Mangione: The Making and the Meaning by John H Richardson – Understanding a Criminal?

On the fifth of December 2024, a major newspaper published the headline “Insurance CEO Gunned Down In Manhattan”. The article went on to state that Brian Thompson was “fatally wounded from behind in Midtown Manhattan by a killer who then calmly departed the scene”. The daytime killing was truly cold and shocking. But many Americans reacted differently: for those who had been denied health insurance or struggled with medical bills, the news felt like a release. Social media blew up. One post stated: “All jokes aside … no one here is the judge of who should live or perish. That’s the job of the artificial intelligence system the insurance company created to maximize profits on your health.”

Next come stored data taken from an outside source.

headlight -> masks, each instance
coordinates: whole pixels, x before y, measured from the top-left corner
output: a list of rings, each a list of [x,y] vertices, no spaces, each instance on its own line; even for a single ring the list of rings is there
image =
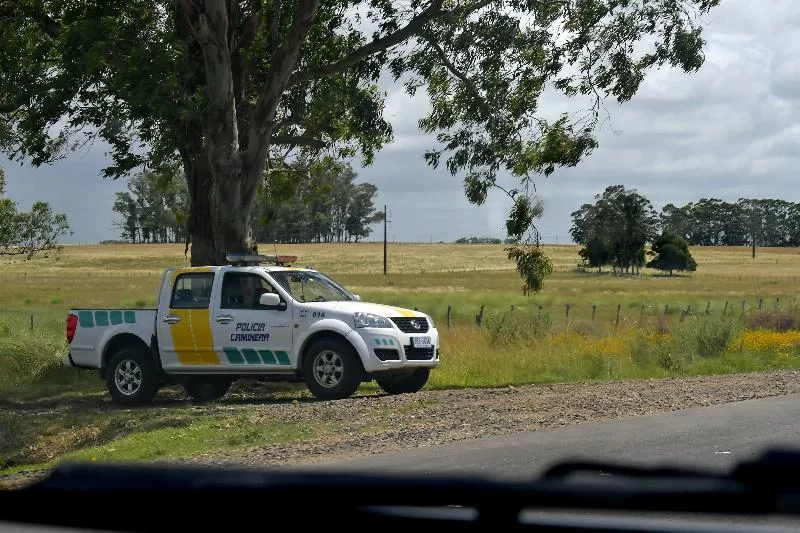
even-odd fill
[[[390,328],[388,318],[373,315],[372,313],[353,313],[353,322],[357,328]]]

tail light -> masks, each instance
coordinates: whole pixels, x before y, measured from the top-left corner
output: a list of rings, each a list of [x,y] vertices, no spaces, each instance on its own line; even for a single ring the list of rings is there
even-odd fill
[[[78,316],[70,313],[67,317],[67,344],[72,344],[76,329],[78,329]]]

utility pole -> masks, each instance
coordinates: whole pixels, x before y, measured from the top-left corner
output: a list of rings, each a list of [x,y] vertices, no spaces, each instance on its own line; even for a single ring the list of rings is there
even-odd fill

Five days later, Luigi Mangione, a good-looking, 26-year-old University of Pennsylvania alumnus with a graduate degree in computing, was arrested at a McDonald’s in Altoona, Pennsylvania. He faces court proceedings on criminal counts of murder, with the district attorney seeking the death penalty. So what is his background? And what might have motivated the alleged crime? These are the questions John H Richardson seeks to resolve in an investigation that delves into wider topics, too.

The Making of a Subject

A journalist for Esquire magazine, Richardson spent years researching the groups that exist in the hidden parts of the internet, producing articles about people “cursed with realistic fears about an end-times scenario”. To reveal “the making” of his subject, Richardson first examines Mangione’s extensive reading. We learn that “[when] he was arrested, Luigi had a list of 295 books on a reading platform”. Their content covered climate change to masculinity, along with a “focus on his own personal growth, both body and mind”. Furthermore, Richardson sifts through his communications with influencers and authors as well as his many posts on digital networks. These primary sources, meant to paint a portrait of Mangione, instead present him as an amorphous figure. Richardson attempts to explain this by suggesting that “Luigi’s mystery, in fact, is what gives him a little of that old deceiver’s charm”. Throughout the book, Richardson tries to frame his subject in archetypal terms.

Mangione is profoundly worried about the world around him, one where ‘change is rapid whether we like it or not’

The Meaning Behind the Crime

As for “the meaning” of the title, Richardson takes as his lead three words – “delay”, “deny” and “depose”, engraved on the bullets left behind at the crime scene. These are the terms sometimes used by medical insurers to deny coverage. He looks at the evidence Mangione had a chronic back condition, which could have been a reason for an attack, but finds no proof; instead, what significance there is seems to lie in Mangione’s existential anxiety about the world around him, one where “everything is accelerating whether we like it or not, moving rapidly to the edge”; a world where the consensus seems to be that AI is going to ultimately either take control, or destroy us, or both.

Missing Pieces

Notably missing from the book are interviews with the principal actors. Richardson asked, of course, but never expected time with Mangione himself. And his family made it clear that they had chosen not to talk to the media in prior to the trial. Another flashing-yellow omission is any detailed data about the victim, Thompson, though we learn that under his guidance, from the early 2020s, UHC profits increased by 33%.

Unclear Conclusions

By book’s end, the audience has little insight of Mangione’s personality or what might have motivated his alleged crimes. Worse still, Richardson’s obvious sympathy for him creates the disturbing feeling of having been privy to a veiled endorsement of an assassination. In the book’s closing remarks, Richardson presents his fairytale assessment: “We’ve entered a time of fables, the insane ruler, the beast in the labyrinth and the emperor without clothes.” In that fable “Robin Hoods come with a appealing vow … They arrive in periods of unrest, when the people are suffering and everything is confusing anymore.”

One thing is clear: as Mangione’s defence team continues in its attempts have charges that could lead to the ultimate sentence dismissed, any reference of myths, Robin Hoods, champions or monsters will not be allowed in court in support for this handsome young man with a “features reminiscent of classical art” facing judgment for murder.

Michael Gonzalez
Michael Gonzalez

Digital marketing strategist with over a decade of experience in helping businesses thrive online through data-driven approaches.